Erlebnisbericht Impulswoche
Zu Gast bei der Stiftung Contenti – der Name ist Programm
Publiziert am 24. Juni 2016 von Helene Sidler, nolax AG
Mein Seitensprung im Rahmen der Impulswochen führte mich zu einer Wohngruppe der Stiftung Contenti in Luzern. Sechs Stunden lang Eintauchen in den privaten Wohnalltag von körperlich behinderten, erwachsenen Menschen.
15.30 Uhr, Luzern, Gibraltarstrasse 14. An dieser Adresse im Bruchquartier ist das Haus „Arbeit“ von Contenti. Gleich daneben das Haus „Wohnen“. Eine herzliche Begrüssung mit Handschlag durch die Empfangsfrau Daniela überrascht mich. Sie kann nach einer Hirnverletzung nur noch einen Arm benutzen. Sogleich ruft sie meine Kontaktperson Hansruedi Blum an. Während ich warte, schaue ich mich im grosszügigen, modernen, schlicht gehaltenen Foyer um.
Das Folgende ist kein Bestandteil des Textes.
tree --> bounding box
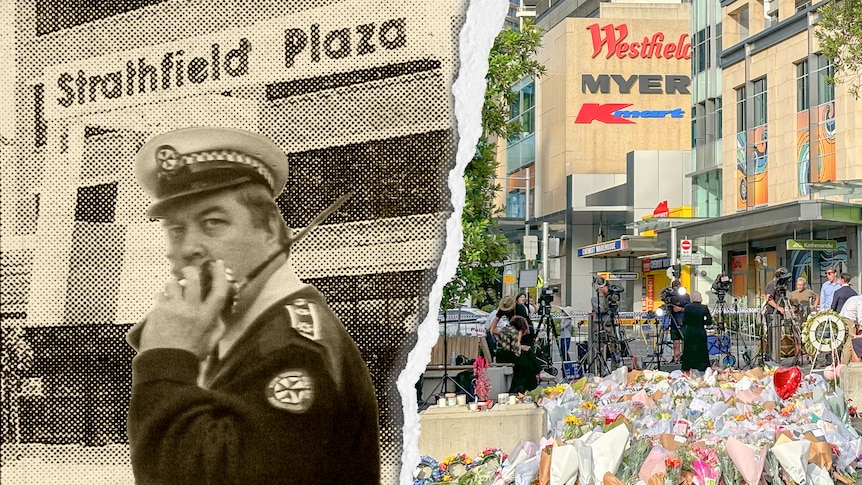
[442,20,546,310]
[817,0,862,98]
Es geht nahtlos in eine offene Arbeitslandschaft über. Mehrere Pultreihen. Menschen im Rollstuhl an der Arbeit. Hansruedi erscheint – ein strahlendes Gesicht ein Handschlag. Ich spüre Herzlichkeit und Freude. Zusammen mit Bruno Ruegge, Contenti Chef, machen wir einen Rundgang durch das Arbeitsgebäude, wo 40 Menschen mit körperlicher Behinderung arbeiten. Überall werde ich mit einem Lachen begrüsst und alle geben mir die Hand, einen Armstumpf, einen Ellbogen zur Begrüssung. Mir wird bewusst, dass in meinem Leben alles „rosa und Schokolade“ ist. Denn mein Körper ist ganz, funktioniert einwandfrei und ich kann ohne Hilfe aufstehen, essen, duschen und zur Toilette.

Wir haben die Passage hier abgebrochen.